The Tao of Code calls the callback pattern the ‘Overly keen error handler’, which is quite appropriate. The error handler steps up to the plate when the promise is rejected, but thinks its job is done when the success callback is executed, and so will refuse to run should an error happen within it. Overly keen, see. Nobody likes keenness.

Tyler Russell goes one step further and calls it ‘The Anti-Pattern that makes me cry’ and he’s right – it’s the easiest way to make grown AngularJS coders blub like a baby. So always use promise chains.

Using promise chains in IE8

Should you have the misfortune of having to support IE8, you’ll need to format the catch() syntax differently, as IE8 supports ECMAScript 3, not 5. As such, you’ll need to format it as follows:

promise.then(successHandlerFn)
[‘catch’](function failureHandlerFn(){...})

This will work in all browsers from IE8 upwards, including those that support ES3, 5 and 6.

IE8, I hate you.

Heinous Mixing of Patterns

So what happens when you mix the callback pattern and the promise chain pattern, as in the following code snippet?:

// Never do this!
promise.then(successCallback, failureCallback)
       .catch();

If the promise is rejected, the failureCallback is called and the catch() is ignored.

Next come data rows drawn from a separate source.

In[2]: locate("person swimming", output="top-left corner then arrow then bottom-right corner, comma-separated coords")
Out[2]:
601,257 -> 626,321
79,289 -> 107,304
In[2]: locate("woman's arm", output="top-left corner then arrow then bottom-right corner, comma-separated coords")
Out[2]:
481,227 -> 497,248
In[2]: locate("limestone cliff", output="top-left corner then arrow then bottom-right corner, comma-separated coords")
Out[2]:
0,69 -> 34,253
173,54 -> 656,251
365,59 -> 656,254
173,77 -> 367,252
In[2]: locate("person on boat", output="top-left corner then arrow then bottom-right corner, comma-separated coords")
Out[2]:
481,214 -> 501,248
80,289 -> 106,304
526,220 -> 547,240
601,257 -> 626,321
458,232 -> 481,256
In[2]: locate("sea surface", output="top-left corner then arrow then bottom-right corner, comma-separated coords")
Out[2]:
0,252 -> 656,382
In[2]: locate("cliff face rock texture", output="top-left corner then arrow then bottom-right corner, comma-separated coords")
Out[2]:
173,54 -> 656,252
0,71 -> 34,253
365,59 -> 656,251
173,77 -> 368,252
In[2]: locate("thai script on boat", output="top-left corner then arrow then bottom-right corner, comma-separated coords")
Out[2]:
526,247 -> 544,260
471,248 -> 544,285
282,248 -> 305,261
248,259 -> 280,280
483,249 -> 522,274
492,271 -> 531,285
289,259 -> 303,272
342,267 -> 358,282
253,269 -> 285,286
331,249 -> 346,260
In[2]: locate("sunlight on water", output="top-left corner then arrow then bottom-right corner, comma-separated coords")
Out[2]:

If the promise resolved successfully, but there’s an error in the successCallback, the successCallback is called, the error occurs, and then the catch() function is called. In this case, the failureCallback is completely ignored.

Although you may be tempted to use this hybrid approach, avoid the temptation. It’ll lead to confusion amongst your team and your future self, and no-one will be sure what function is called when.

If you need to manage errors in your success handler differently from a rejected promise, use try...catch() in your success handler, and leave catch() purely for handling a rejected promise.

Best Practice

  • Always use the promise chain pattern. You’ll catch errors from both a rejected promise and an error in your success handler. In both cases, what you aimed to do with your promise has failed, just in different ways. You still need to clean up and report the error, so in most cases, the same code will suffice for both types of failure.
  • If you need to manage a rejected promise differently from an error that occurs in your success handler, use try...catch() in your success handler.
  • Never mix the callback pattern with the promise chain pattern.
  • Never use the callback pattern with promises. Period!